Mechanical- Electrostatic Sequential Interaction Modeling in Structural Supercapacitors

Abstract

Structural Supercapacitors (SSCs) are multifunctional carbon fiber-reinforced composites that combine mechanical load-bearing capacity with energy storage functionality. However, the interplay between mechanical deformation and electrostatic charge storage remains insufficiently understood. This study presents a quasi-static finite element sequential interaction modeling framework to investigate electro-mechanical phenomena at the microscale in SSCs. By explicitly excluding the Electric Double Layer (EDL) physics, the model focuses on how compressive stress influences the bulk electrostatic field distribution within a representative fiber-electrolyte architecture. This approach serves as a geometric benchmark to isolate first-order effects. Results reveal a deformation-induced evolution of electric field distribution, particularly near fiber-separator line interfaces, which in turn affects the local charge storage behavior. Although the overall capacitance is largely retained under compressive deformation, minor variations arise due to small changes in fiber proximity and the mechanism termed Geometric Electrostatic Screening.
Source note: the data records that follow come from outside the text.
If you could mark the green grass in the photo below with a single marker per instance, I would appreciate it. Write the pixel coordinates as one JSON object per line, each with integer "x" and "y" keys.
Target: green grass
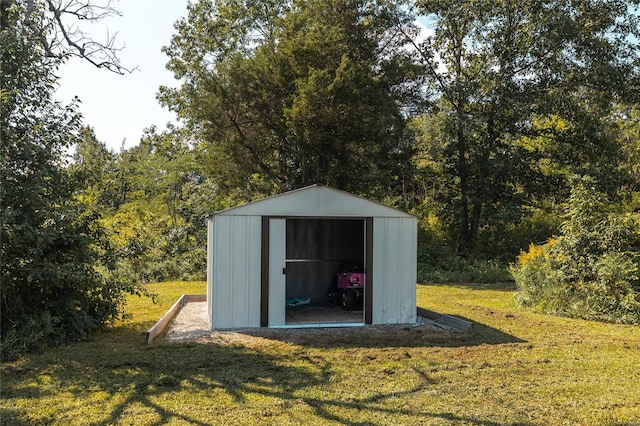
{"x": 515, "y": 368}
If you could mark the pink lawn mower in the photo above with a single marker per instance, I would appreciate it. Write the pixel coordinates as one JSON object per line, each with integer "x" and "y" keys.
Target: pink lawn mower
{"x": 347, "y": 288}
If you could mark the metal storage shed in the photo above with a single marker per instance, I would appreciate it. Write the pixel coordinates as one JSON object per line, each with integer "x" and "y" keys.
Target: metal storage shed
{"x": 290, "y": 246}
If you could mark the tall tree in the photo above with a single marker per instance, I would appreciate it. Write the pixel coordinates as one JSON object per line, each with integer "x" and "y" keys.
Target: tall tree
{"x": 50, "y": 244}
{"x": 502, "y": 73}
{"x": 288, "y": 94}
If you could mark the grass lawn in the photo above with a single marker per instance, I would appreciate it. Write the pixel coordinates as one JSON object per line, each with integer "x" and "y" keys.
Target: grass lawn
{"x": 515, "y": 368}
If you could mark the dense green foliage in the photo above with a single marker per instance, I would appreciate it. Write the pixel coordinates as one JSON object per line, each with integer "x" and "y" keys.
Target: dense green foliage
{"x": 523, "y": 96}
{"x": 281, "y": 95}
{"x": 57, "y": 281}
{"x": 592, "y": 270}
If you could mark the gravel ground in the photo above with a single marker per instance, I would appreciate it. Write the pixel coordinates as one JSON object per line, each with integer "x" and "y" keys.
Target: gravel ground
{"x": 192, "y": 325}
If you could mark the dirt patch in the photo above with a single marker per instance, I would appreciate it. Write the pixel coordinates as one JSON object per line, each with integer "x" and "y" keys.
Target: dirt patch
{"x": 192, "y": 325}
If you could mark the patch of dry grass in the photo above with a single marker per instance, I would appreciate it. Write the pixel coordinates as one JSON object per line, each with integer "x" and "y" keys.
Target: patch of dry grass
{"x": 515, "y": 368}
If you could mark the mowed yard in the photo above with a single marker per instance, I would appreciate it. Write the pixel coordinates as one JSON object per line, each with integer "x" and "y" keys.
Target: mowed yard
{"x": 516, "y": 367}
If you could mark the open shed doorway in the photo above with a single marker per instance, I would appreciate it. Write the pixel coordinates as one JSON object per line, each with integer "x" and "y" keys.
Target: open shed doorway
{"x": 317, "y": 251}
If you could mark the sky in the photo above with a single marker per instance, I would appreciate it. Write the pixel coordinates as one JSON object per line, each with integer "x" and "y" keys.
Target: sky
{"x": 120, "y": 107}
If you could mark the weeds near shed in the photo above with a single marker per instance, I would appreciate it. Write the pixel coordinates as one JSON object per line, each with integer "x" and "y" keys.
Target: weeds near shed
{"x": 517, "y": 367}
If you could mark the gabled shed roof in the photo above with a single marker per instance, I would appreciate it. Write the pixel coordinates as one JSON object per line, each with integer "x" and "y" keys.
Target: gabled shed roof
{"x": 315, "y": 201}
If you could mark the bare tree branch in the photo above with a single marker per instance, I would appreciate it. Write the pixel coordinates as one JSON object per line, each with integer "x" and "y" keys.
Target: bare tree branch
{"x": 60, "y": 34}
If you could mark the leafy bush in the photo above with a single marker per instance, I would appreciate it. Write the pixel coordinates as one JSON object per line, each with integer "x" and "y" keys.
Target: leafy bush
{"x": 459, "y": 270}
{"x": 589, "y": 272}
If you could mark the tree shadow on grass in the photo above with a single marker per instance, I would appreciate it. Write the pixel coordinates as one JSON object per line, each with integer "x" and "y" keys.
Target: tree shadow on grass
{"x": 198, "y": 384}
{"x": 495, "y": 286}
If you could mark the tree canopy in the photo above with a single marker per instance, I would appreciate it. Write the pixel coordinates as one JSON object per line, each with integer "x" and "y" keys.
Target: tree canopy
{"x": 286, "y": 94}
{"x": 525, "y": 95}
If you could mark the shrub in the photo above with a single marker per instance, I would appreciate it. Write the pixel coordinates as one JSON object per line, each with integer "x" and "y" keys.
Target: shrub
{"x": 589, "y": 272}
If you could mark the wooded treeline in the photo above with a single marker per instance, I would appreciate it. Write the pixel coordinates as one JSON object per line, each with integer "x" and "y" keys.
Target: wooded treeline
{"x": 481, "y": 126}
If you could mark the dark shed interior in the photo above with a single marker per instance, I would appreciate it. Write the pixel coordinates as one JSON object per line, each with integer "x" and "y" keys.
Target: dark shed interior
{"x": 315, "y": 250}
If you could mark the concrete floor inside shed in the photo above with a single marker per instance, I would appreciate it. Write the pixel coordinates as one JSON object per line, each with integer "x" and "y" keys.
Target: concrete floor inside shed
{"x": 322, "y": 314}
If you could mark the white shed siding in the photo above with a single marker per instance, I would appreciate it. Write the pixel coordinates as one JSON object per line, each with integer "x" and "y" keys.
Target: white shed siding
{"x": 394, "y": 270}
{"x": 234, "y": 282}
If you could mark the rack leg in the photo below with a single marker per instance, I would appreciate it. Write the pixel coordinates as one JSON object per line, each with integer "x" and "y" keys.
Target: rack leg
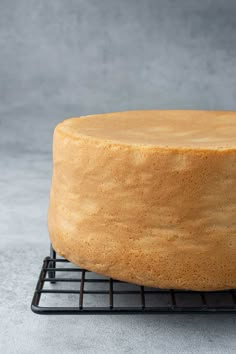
{"x": 52, "y": 264}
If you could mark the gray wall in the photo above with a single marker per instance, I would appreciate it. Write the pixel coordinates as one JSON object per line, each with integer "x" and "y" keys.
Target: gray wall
{"x": 66, "y": 58}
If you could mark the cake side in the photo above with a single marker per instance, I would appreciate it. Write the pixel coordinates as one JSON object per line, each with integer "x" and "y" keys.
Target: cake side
{"x": 151, "y": 216}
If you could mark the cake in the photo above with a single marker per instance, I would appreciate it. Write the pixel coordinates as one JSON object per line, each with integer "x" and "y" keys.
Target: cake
{"x": 148, "y": 197}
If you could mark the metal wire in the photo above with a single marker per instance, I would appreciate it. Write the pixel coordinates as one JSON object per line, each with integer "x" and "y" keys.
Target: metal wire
{"x": 201, "y": 302}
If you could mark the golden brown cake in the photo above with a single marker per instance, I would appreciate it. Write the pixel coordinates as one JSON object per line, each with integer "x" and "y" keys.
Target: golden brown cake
{"x": 148, "y": 197}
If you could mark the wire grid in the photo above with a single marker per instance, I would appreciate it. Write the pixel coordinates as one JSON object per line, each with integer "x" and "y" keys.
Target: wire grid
{"x": 81, "y": 291}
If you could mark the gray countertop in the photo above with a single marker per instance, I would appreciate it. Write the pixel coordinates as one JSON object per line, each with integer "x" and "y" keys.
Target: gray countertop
{"x": 24, "y": 242}
{"x": 61, "y": 59}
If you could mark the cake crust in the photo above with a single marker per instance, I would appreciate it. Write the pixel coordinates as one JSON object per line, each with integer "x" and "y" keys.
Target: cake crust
{"x": 148, "y": 197}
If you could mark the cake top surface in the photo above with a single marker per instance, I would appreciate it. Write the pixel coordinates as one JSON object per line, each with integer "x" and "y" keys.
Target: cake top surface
{"x": 162, "y": 128}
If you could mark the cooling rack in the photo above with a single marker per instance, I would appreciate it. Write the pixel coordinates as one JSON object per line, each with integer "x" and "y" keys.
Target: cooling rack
{"x": 63, "y": 288}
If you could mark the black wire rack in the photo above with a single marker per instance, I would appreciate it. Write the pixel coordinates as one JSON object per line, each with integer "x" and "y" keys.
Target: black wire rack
{"x": 84, "y": 292}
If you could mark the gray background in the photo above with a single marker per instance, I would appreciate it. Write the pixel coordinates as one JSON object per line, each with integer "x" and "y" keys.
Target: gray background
{"x": 68, "y": 58}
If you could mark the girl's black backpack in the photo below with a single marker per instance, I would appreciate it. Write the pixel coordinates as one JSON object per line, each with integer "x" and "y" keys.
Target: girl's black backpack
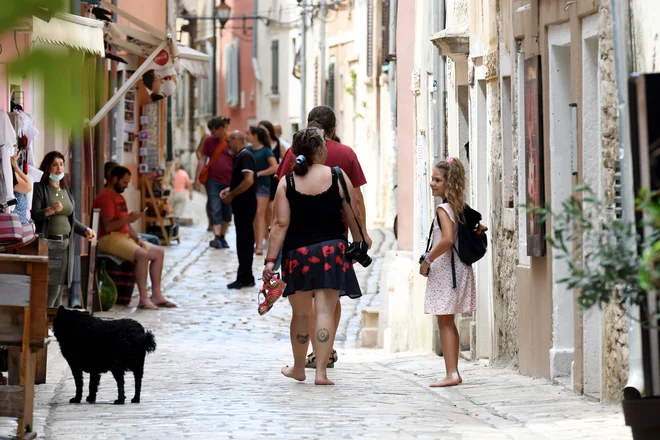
{"x": 471, "y": 242}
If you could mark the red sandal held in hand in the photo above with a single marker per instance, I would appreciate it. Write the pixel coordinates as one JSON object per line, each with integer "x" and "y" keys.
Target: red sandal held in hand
{"x": 272, "y": 291}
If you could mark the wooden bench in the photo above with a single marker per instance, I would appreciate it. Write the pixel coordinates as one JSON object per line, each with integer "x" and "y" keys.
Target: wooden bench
{"x": 24, "y": 324}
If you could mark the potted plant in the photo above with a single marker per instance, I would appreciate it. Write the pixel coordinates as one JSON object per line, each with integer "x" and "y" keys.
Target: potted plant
{"x": 613, "y": 260}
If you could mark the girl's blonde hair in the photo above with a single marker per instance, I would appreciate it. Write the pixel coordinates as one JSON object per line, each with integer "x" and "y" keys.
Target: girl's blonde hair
{"x": 454, "y": 172}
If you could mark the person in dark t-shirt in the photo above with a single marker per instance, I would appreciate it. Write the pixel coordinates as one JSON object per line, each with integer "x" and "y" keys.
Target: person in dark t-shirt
{"x": 242, "y": 195}
{"x": 218, "y": 179}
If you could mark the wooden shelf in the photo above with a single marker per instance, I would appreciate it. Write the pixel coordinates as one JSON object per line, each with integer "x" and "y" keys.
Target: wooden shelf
{"x": 149, "y": 198}
{"x": 155, "y": 219}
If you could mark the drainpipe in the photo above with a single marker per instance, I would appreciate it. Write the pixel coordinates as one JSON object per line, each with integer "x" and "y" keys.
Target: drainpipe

Parametric studies demonstrate that fiber volume fraction and spatial arrangement play a significant role in the capacitance, with optimized geometries enabling up to 20% improvement in charge storage. Furthermore, extending electrode length in the fiber-aligned direction enhances capacitance more effectively than increasing thickness due to electrostatic screening effects. This framework provides insights into the interplay between structural geometry and electrostatic performance, serving as a basis for the design of high-performance multifunctional composites.